Soulignons encore que la prolifération de ces officines ne doit rien au hasard. Elle intervient dans un contexte politique et social très particulier. Assureurs et pouvoirs publics ont en commun de promouvoir depuis maintenant quelques années le concept de « justice prédictive ». Une justice où la « barémisation » de toute forme de litige se substitue à l'examen au cas par cas et au jugement humain et qualifié. Les ordonnances Macron vont dans ce sens. Selon les partisans de cette approche, l'intelligence artificielle serait désormais en mesure de rendre des décisions rapides et adaptées sur n'importe quel sujet, dans n'importe quel contexte, sur la base de statistiques et de solutions toutes faites. Il en résulte que toute situation, tout accident, pourtant singulier et exceptionnel par nature, pourrait sans inconvénient être mis en équation. Et l'évaluation pourrait être immédiate. En matière de dommages corporels, cela revient à dire que la technologie et les algorithmes sauraient se substituer à l'expertise médico-légale et à l'examen attentif du dossier d'une victime !
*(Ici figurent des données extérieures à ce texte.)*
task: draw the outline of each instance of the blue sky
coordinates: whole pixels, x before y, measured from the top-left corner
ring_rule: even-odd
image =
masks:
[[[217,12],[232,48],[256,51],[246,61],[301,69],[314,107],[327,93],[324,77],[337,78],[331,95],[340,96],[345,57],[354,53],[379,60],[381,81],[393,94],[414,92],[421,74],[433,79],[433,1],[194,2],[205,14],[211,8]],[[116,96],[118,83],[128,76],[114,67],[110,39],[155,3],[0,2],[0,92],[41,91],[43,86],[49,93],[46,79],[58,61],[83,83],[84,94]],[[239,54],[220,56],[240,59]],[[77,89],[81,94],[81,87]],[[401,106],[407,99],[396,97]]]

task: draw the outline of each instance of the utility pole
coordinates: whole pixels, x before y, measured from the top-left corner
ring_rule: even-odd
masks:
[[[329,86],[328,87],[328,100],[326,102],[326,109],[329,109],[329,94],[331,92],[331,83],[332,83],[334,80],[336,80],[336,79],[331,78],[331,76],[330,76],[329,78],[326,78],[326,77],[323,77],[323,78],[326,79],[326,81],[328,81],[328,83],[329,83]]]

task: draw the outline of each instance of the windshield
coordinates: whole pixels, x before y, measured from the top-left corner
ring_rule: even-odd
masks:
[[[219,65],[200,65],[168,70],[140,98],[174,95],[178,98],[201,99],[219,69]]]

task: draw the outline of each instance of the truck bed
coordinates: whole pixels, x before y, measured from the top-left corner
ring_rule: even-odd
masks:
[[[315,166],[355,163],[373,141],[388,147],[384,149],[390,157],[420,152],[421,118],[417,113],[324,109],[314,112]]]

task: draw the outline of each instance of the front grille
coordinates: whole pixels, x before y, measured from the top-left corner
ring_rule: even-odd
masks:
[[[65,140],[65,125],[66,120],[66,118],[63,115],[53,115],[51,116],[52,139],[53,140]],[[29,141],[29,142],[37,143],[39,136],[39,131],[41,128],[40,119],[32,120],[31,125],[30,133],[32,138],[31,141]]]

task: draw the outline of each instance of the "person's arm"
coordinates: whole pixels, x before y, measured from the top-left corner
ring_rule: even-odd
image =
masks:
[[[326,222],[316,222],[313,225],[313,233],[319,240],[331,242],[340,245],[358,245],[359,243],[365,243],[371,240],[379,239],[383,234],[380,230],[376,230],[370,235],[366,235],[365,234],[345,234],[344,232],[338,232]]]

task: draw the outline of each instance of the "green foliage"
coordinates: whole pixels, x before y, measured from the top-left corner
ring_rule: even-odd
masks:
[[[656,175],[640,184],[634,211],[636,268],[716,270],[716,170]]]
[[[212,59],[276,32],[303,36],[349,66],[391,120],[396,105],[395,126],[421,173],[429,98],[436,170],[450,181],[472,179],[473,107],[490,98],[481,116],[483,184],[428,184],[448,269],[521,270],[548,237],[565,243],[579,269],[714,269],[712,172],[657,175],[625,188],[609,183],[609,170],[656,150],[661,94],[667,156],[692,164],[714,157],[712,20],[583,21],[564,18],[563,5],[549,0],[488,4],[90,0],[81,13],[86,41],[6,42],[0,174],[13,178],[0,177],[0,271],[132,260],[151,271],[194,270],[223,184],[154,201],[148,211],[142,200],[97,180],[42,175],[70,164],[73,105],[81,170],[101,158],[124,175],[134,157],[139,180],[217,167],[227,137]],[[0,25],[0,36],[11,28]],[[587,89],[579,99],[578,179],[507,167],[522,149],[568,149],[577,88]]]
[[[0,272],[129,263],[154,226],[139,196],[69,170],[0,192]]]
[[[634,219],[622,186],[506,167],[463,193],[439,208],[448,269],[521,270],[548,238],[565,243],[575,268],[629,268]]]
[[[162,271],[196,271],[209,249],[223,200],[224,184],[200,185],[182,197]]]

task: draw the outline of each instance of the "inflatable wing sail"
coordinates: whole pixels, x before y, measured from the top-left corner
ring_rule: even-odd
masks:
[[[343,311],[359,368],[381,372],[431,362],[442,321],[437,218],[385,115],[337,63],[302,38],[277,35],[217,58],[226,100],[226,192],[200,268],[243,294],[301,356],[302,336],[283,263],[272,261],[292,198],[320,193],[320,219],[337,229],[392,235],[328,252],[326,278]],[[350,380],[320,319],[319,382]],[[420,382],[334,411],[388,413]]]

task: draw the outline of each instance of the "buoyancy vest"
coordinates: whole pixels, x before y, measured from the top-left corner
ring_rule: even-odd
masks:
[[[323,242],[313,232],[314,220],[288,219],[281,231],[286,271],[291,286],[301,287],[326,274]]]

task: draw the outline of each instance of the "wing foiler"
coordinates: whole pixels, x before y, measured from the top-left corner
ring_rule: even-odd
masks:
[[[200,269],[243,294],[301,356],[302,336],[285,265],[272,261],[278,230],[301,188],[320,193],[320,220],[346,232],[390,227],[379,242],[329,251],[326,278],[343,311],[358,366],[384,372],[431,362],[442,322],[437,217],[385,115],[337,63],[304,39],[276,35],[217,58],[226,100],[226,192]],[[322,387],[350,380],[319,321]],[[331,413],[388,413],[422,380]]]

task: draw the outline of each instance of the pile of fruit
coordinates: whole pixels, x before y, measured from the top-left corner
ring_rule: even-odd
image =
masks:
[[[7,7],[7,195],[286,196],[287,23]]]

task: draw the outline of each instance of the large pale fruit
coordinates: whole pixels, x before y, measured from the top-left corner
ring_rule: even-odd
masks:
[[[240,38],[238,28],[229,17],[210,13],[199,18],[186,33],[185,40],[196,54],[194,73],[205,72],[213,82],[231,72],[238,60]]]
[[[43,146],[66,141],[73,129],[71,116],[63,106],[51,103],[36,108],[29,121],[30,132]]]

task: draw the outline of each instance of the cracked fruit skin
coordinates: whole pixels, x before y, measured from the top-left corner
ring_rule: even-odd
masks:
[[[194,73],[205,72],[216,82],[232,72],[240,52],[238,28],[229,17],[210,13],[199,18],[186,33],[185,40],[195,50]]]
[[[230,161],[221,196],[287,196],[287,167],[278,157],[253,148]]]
Cette orientation profondément anti-juridique est l'émanation d'une volonté commune aux pouvoirs publics et aux compagnies d'assurances. Ses défenseurs affirment qu'elle va dans le sens de l'équité et d'une justice homogène à tout le territoire national. Pourtant, on ne peut s'y tromper : derrière cet argument fallacieux de l'équité, il y a des motivations éminemment économiques. Nul n'ignore la volonté des pouvoirs publics à rogner sur le budget de la justice. Il en est de même des compagnies d'assurances proposant les mêmes « calculettes », toujours soucieuses de boucler au plus vite et au moindre coût un dossier d'indemnisation de victime.

La justice prédictive est avant toute chose une justice hâtive et comptable, très lucrative toutefois pour certains.